Even if fintech innovations did bypass local regulatory barriers, it’s likely the regulator will find a way to plug it again, agreed Armin Choksey, Asia-Pacific asset and wealth management market research centre leader at PwC Singapore.


Not all market participants are so cynical. BNY Mellon’s McGagh noted that countries are generally seeking to promote fintech solutions, with innovating companies and regulators working together to ensure that the innovations are both successful and safe.

Different Asian regulators, like the Monetary Authority of Singapore (MAS), have set up regulatory sandboxes where new fintech participants can operate within a new business area without regulatory oversight.

Ho Han Ming, Sidley Austin

However, even if regulators are keen on technology, it’s likely that it will take time for them to become fully comfortable with such innovation. “Digital platforms will be embraced in some form or another, but it’s a new area.
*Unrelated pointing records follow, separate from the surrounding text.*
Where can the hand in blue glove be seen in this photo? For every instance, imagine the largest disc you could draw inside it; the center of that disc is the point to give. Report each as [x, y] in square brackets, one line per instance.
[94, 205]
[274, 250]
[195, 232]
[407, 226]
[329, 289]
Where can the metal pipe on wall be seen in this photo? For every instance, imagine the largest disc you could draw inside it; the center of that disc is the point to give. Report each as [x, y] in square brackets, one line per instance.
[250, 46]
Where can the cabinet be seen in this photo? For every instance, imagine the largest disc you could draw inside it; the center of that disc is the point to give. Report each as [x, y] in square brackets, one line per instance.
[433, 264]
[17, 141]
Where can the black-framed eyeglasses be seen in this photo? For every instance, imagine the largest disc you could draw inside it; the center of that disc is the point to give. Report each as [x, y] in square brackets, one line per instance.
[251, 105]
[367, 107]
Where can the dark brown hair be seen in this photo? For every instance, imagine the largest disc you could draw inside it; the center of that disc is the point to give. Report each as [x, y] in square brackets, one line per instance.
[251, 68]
So there will be caution and things might move a bit slower than one would expect,” said Sidley Austin’s Ho.

Ultimately the priority of regulators is to ensure proper transparency and protection for retail investors. New digital funds platforms would need to meet obligations at each jurisdiction, including licensing arrangements and disclosure requirements.

Ged Fitzpatrick, senior executive leader of international strategy at the Australia Securities and Investments Commission (Asic), told AsianInvestor the regulator encourages providers to be innovative, but they still have to meet regulatory and legal requirements.

“It’s not necessarily that there’s a way around meeting legal obligations simply through a technological approach,” he said.

In addition, regulators are already pushing fund passporting schemes like the Asia Region Funds Passport and the Asean Collective Investment Scheme. It’s likely their first priority will be to get those initiatives live and kicking, said Malik.

“I would be surprised they would put so much effort into bringing these elements into a law while they believe that they can skip this through a technologically advanced platform.”